SortedDL(dataset, sort_func=None, res=None, bs=64, shuffle=False, num_workers=None, verbose=False, do_setup=True, pin_memory=False, timeout=0, batch_size=None, drop_last=False, indexed=None, n=None, device=None, wif=None, before_iter=None, after_item=None, before_batch=None, after_batch=None, after_iter=None, create_batches=None, create_item=None, create_batch=None, retain=None, get_idxs=None, sample=None, shuffle_fn=None, do_batch=None) :: TfmdDL

A DataLoader that goes throught the item in the order given by sort_func

res is the result of sort_func applied on all elements of the dataset. You can pass it if available to make the init faster by avoiding an initial pass over the whole dataset. If shuffle is True, this will shuffle a bit the results of the sort to have items of roughly the same size in batches, but not in the exact sorted order.

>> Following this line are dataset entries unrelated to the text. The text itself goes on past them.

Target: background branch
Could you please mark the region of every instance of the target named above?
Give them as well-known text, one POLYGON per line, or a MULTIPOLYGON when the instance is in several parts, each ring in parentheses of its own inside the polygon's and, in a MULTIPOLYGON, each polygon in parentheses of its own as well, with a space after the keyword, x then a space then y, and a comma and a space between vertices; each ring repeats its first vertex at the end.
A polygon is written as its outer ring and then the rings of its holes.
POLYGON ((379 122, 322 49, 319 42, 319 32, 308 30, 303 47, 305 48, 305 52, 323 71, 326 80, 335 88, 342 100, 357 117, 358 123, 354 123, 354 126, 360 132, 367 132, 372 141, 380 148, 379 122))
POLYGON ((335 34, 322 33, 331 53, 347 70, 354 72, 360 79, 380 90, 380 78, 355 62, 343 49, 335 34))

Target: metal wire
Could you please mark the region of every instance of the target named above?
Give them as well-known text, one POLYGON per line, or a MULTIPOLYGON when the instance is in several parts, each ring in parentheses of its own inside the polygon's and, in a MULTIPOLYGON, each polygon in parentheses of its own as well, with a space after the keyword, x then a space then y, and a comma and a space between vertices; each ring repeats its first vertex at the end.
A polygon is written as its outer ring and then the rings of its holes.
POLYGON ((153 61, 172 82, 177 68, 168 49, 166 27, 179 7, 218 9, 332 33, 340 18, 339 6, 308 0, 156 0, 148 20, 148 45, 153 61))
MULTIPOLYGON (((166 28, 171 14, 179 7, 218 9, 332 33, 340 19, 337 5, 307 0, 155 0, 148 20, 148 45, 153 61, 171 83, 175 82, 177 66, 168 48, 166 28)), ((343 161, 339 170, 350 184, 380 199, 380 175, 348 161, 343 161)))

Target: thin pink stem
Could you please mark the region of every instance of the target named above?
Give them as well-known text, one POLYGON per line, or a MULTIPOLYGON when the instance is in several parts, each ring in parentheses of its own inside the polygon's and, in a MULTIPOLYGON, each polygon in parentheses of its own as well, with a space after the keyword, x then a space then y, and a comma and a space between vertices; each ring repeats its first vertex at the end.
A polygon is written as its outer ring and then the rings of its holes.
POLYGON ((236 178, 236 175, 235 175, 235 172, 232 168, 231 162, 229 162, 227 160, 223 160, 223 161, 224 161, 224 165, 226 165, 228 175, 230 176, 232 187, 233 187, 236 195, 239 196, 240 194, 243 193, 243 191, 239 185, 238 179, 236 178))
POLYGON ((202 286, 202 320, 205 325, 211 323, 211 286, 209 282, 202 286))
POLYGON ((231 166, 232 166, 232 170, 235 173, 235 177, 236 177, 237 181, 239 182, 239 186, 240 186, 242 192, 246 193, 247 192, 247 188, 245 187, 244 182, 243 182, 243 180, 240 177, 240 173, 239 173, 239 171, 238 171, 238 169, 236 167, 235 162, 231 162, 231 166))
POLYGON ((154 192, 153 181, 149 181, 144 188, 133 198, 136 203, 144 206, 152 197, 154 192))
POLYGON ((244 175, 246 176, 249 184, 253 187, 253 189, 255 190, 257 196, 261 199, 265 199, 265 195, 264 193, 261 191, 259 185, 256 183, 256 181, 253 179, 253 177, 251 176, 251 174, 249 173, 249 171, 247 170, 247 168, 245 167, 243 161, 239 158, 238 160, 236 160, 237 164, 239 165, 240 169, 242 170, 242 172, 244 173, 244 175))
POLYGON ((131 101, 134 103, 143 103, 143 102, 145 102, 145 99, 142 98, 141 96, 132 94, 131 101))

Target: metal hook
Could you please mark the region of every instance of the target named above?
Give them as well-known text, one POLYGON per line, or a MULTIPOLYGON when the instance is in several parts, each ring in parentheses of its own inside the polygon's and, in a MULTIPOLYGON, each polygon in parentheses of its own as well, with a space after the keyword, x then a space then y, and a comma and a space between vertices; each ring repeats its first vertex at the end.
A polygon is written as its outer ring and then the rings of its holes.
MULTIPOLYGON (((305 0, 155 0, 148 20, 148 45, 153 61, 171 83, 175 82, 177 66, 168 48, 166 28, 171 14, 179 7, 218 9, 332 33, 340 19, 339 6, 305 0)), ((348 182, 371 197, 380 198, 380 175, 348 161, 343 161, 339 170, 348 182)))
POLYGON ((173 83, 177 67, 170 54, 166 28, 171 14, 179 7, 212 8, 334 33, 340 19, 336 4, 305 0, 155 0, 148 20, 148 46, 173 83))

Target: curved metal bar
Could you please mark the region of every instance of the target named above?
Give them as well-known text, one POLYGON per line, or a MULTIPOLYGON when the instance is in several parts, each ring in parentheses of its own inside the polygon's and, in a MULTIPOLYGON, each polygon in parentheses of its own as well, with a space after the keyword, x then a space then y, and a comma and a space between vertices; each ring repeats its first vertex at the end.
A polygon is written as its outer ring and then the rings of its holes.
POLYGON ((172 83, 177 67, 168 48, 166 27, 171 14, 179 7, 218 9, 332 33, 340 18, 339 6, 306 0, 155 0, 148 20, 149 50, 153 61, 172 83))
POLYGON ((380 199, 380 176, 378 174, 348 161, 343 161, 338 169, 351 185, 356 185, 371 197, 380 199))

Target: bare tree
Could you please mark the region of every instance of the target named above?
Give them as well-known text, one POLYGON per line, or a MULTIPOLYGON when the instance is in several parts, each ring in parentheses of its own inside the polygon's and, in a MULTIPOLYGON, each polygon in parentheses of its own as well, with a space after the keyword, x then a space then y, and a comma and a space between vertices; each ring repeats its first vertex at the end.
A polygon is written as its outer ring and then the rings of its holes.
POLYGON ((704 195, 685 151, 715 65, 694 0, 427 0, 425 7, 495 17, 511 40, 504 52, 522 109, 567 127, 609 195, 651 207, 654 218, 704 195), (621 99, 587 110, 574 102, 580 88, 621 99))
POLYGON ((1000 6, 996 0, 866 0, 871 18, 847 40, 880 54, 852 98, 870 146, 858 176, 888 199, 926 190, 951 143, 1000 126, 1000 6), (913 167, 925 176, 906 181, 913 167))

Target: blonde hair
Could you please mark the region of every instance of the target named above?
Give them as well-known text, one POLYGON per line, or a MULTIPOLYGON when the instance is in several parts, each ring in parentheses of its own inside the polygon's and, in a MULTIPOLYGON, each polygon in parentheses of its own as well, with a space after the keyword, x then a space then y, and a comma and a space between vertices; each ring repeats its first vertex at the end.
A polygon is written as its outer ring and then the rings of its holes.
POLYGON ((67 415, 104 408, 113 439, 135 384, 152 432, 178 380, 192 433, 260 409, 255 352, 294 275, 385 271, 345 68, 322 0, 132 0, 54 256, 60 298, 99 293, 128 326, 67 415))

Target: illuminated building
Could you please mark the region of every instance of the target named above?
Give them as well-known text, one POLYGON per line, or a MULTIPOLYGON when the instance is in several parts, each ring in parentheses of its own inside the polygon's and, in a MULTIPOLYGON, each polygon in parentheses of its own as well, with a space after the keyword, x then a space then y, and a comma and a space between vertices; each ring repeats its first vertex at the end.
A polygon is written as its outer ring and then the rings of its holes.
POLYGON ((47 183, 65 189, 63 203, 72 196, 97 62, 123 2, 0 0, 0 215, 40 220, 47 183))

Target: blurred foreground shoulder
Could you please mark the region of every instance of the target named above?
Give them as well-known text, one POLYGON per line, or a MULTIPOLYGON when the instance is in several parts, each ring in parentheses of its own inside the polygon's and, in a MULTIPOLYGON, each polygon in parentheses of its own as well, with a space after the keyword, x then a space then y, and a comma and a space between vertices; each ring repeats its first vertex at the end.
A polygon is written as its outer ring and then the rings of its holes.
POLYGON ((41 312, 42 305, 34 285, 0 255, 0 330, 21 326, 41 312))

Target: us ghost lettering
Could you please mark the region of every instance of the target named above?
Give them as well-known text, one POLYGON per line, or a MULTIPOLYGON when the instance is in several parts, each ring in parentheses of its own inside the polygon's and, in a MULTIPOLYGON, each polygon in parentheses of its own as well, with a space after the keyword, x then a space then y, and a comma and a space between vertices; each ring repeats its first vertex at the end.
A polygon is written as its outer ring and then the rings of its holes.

ds = [(tensor([1,2]),1), (tensor([3,4,5,6]),2), (tensor([7]),3), (tensor([8,9,10]),4)]
dl = SortedDL(ds, bs=2, before_batch=partial(pad_input, pad_idx=0))
test_eq(list(dl), [(tensor([[ 3,  4,  5,  6], [ 8,  9, 10,  0]]), tensor([2, 4])),
(tensor([[1, 2], [7, 0]]), tensor([1, 3]))])
ds = [(tensor(range(random.randint(1,10))),i) for i in range(101)]
dl = SortedDL(ds, bs=2, create_batch=partial(pad_input, pad_idx=-1), shuffle=True, num_workers=0)
batches = list(dl)
max_len = len(batches[0][0])
for b in batches:
assert(len(b[0])) <= max_len
test_ne(b[0][-1], -1)

## TransformBlock for text

To use the data block API, you will need this build block for texts.

### classTextBlock[source]

TextBlock(tok_tfm, vocab=None, is_lm=False, seq_len=72, min_freq=3, max_vocab=60000) :: TransformBlock

A TransformBlock for texts

For efficient tokenization, you probably want to use one of the factory methods. Otherwise, you can pass your custom tok_tfm that will deal with tokenization (if your texts are already tokenized, you can pass noop), a vocab, or leave it to be inferred on the texts using min_freq and max_vocab.

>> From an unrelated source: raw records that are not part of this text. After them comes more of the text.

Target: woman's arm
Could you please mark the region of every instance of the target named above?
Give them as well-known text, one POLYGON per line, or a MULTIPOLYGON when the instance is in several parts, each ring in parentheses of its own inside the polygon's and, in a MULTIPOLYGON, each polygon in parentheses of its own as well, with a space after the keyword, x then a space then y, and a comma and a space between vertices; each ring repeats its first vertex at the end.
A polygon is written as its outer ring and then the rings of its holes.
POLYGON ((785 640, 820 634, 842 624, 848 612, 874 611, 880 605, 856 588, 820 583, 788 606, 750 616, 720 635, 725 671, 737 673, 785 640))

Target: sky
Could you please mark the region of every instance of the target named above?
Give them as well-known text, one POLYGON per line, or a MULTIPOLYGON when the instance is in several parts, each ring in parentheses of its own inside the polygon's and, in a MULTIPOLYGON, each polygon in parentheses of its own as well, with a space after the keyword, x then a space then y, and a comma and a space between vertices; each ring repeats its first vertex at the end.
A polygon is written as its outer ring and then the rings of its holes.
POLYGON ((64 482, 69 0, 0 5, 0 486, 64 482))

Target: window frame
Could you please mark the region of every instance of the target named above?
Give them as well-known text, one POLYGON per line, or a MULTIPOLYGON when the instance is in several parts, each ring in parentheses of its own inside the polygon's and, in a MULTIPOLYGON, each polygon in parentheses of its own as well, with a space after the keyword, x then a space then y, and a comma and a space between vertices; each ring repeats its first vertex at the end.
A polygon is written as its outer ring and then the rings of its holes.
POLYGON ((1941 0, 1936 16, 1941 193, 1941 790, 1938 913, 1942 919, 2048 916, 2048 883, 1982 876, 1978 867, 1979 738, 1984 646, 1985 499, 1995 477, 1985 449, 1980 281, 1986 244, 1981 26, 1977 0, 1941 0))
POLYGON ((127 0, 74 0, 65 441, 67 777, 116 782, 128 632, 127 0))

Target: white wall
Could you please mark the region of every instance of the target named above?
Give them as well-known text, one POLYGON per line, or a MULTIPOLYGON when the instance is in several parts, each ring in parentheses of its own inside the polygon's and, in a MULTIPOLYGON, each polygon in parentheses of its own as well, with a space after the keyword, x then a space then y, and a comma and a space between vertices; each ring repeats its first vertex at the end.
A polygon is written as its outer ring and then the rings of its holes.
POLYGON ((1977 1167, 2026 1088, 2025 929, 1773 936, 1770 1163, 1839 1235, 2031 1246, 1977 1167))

is_lm indicates if we want to use texts for language modeling or another task, seq_len is only necessary to tune if is_lm=False, and is passed along to pad_input_chunk.

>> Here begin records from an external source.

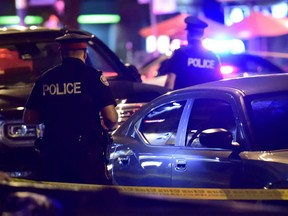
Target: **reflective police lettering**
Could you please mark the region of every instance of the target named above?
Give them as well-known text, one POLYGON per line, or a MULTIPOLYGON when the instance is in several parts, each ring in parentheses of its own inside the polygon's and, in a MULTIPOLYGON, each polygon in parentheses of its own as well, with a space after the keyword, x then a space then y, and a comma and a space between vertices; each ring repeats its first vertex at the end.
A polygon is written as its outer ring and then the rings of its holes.
POLYGON ((215 60, 211 59, 200 59, 200 58, 188 58, 187 66, 193 66, 196 68, 215 68, 215 60))
POLYGON ((43 96, 46 95, 81 94, 81 82, 53 83, 43 85, 43 96))

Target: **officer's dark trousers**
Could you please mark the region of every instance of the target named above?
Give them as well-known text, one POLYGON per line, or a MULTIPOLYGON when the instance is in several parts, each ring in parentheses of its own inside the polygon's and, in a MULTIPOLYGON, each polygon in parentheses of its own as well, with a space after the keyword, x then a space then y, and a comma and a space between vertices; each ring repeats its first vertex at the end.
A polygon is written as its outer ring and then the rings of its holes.
POLYGON ((65 144, 51 141, 46 140, 46 148, 41 151, 42 181, 108 184, 102 151, 97 143, 93 147, 83 147, 75 140, 63 140, 65 144))

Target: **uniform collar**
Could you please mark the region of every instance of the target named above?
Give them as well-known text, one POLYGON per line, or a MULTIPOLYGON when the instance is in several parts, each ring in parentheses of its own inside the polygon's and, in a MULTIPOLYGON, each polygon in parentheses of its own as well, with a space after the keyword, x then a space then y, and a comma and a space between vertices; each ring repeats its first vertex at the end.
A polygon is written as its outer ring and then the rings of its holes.
POLYGON ((68 57, 68 58, 64 58, 63 59, 63 64, 66 64, 66 63, 78 63, 78 64, 84 64, 84 62, 81 60, 81 59, 78 59, 78 58, 71 58, 71 57, 68 57))

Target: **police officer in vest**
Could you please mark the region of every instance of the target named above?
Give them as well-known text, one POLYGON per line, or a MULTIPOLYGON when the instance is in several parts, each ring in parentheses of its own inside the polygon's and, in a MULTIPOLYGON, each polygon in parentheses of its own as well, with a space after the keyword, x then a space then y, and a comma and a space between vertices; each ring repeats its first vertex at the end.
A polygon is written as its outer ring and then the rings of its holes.
POLYGON ((85 64, 89 40, 74 33, 56 38, 62 63, 39 77, 26 103, 24 122, 45 125, 42 180, 107 183, 103 128, 114 130, 118 114, 108 81, 85 64))
POLYGON ((185 18, 187 46, 175 50, 163 69, 165 87, 173 90, 222 79, 219 58, 202 47, 204 29, 208 26, 195 16, 185 18))

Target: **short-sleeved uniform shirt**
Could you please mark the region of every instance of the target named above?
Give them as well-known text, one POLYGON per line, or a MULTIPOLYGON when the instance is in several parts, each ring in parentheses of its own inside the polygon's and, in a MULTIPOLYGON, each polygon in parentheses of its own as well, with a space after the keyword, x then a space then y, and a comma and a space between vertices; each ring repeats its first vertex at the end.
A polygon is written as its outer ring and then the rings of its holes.
POLYGON ((44 137, 77 137, 101 130, 99 112, 108 105, 116 103, 102 72, 76 58, 66 58, 45 72, 26 103, 27 108, 41 113, 44 137))
POLYGON ((204 49, 200 42, 175 50, 165 71, 175 73, 174 89, 222 79, 218 56, 204 49))

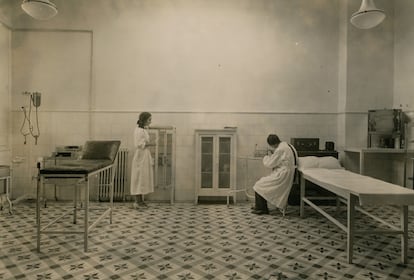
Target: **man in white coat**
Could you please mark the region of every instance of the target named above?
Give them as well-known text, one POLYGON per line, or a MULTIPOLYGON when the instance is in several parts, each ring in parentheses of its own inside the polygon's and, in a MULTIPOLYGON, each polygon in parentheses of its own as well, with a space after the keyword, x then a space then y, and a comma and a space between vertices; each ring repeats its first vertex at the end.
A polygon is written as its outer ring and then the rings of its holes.
POLYGON ((252 213, 258 215, 269 214, 267 202, 285 210, 296 169, 297 153, 291 145, 280 141, 276 134, 270 134, 267 143, 269 151, 263 158, 263 164, 272 172, 253 186, 255 207, 252 213))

#### TextBlock.from_df[source]

TextBlock.from_df(text_cols, vocab=None, is_lm=False, seq_len=72, min_freq=3, max_vocab=60000, tok_func='SpacyTokenizer', rules=None, sep=' ', n_workers=8, mark_fields=None, res_col_name='text', **kwargs)

Build a TextBlock from a dataframe using text_cols

vocab, is_lm, seq_len, min_freq and max_vocab are passed to the main init, the other argument to Tokenizer.from_df.

#### TextBlock.from_folder[source]

TextBlock.from_folder(path, vocab=None, is_lm=False, seq_len=72, min_freq=3, max_vocab=60000, tok_func='SpacyTokenizer', rules=None, extensions=None, folders=None, output_dir=None, n_workers=8, encoding='utf8', **kwargs)

Build a TextBlock from a path

vocab, is_lm, seq_len, min_freq and max_vocab are passed to the main init, the other argument to Tokenizer.from_folder.

## classTextDataLoaders[source]

TextDataLoaders(*loaders, path='.', device=None) :: DataLoaders

Basic wrapper around several DataLoaders with factory methods for NLP problems

You should not use the init directly but one of the following factory methods. All those factory methods accept as arguments:

• text_vocab: the vocabulary used for numericalizing texts (if not passed, it's infered from the data)
• tok_tfm: if passed, uses this tok_tfm instead of the default
• seq_len: the sequence length used for batch
• bs: the batch size
• val_bs: the batch size for the validation DataLoader (defaults to bs)
• shuffle_train: if we shuffle the training DataLoader or not
• device: the PyTorch device to use (defaults to default_device())

#### TextDataLoaders.from_folder[source]

TextDataLoaders.from_folder(path, train='train', valid='valid', valid_pct=None, seed=None, vocab=None, text_vocab=None, is_lm=False, tok_tfm=None, seq_len=72, bs=64, val_bs=None, shuffle_train=True, device=None)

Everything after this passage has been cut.